I am pro-vaccine, by experience, and this is why!
On February 14, 2021, while it was a regular Valentine’s Day for most (well, not so regular since we had the biggest COVID-19 wave, and we were losing patients by the second), I was personally down, beat-up, exhausted, and terrified since last August, which was when numbers started to increase and the massive blast in Beirut happened.
I was living in fear, in anxiety, succumbing to the ugliness of my reality until, on February 14, I had the most amazing celebration of love, of life, of family, of normalcy, of hope. The way I see it, it was the best Valentine’s gift ever. That day was the day I got the chance and decided to take my COVID-19 weapon, my strength to stand in front of this monstrous virus and tell it that soon enough, it will not scare me anymore.

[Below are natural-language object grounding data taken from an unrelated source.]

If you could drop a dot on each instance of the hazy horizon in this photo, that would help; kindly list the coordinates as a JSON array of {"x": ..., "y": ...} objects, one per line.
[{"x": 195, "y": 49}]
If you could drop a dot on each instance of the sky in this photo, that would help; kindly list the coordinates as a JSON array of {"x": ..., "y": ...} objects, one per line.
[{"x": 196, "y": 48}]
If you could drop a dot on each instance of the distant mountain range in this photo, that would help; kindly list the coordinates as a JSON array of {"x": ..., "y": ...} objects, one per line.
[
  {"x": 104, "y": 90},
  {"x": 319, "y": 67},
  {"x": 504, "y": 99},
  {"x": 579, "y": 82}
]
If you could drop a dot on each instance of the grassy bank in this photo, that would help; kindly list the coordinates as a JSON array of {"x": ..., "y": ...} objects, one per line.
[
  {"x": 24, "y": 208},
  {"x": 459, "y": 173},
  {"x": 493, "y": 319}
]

Some might see it as a huge risk, others consider me microchipped by Bill Gates, others see it as unsafe and would wait on it, and some say that a blood clot might kill me. But, I am an emergency doctor, which means I take quick decisions on spot, I check recent updated studies, and I trust my references—my medical references. They’re the ones I use to treat my patients, the same sources that have helped me throughout this massive pandemic in my medications choices, in my method of oxygenation of the patient, and in figuring out my next step in my treatment plan. These are the sources I trust to take my vaccine with a clear conscience.

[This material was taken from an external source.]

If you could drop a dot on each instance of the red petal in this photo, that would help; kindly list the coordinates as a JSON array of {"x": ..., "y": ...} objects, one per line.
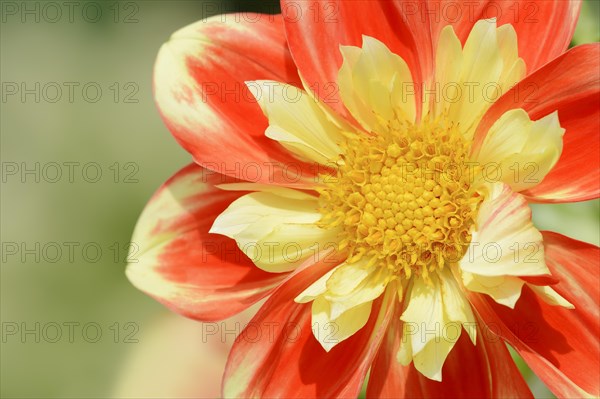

I will not trust conspiracy theories; I will not trust rumors. I trust my science—the science that got me to where I am, the science that saved us from tetanus, from smallpox, from the plague. It’s the same science that invented transplants, appendix removals, open heart surgeries, and many deadly diseases that were rendered undeadly by it.
As for why I’m loving it now that I received my second dose, here is a quick list of what I’m personally experiencing:
1. I can literally see my colleagues’ faces, their smiles, their teeth, their emotions, their expressions. They now returned to more than just eyes and PPE. I can see them and safely lower my guards with them.
2. I am now less terrified by the fact that every time I treat a patient with COVID-19 I might catch it and give it to my family members. The risk is still there but it is much reduced, and it feels safer and easier to offer care for those who need it now.
3. The “maskne” (acne of the mask) has been decreasing now that I am aerating my face more and wearing my mask less (not completely off, but we came a long way).
4. I am slowly returning to life as I knew it pre-pandemic, easing myself into it, de-stressing, and not panicking every time a human being passes within less than two feet from me.
5. I see the silver lining, as the number of infections is dropping, we cleared our COVID-19 floor a few days ago from patients who went back home to their families, the ICU numbers are dropping, and fewer elderly are getting infected by the virus as they are now vaccinated.
6. Traveling—which is basically why I live and breathe personally—is an option again. (Of course, to safe destinations, taking into account all the restrictions, but it is a damn option.)
7. We can now safely celebrate our victories, birthdays, anniversaries, and whatnot with the people we love again—if we all are vaccinated, of course.
Bottom line, I see the vaccine as the ray of hope I needed to get through another day and to feel and see the sunshine again.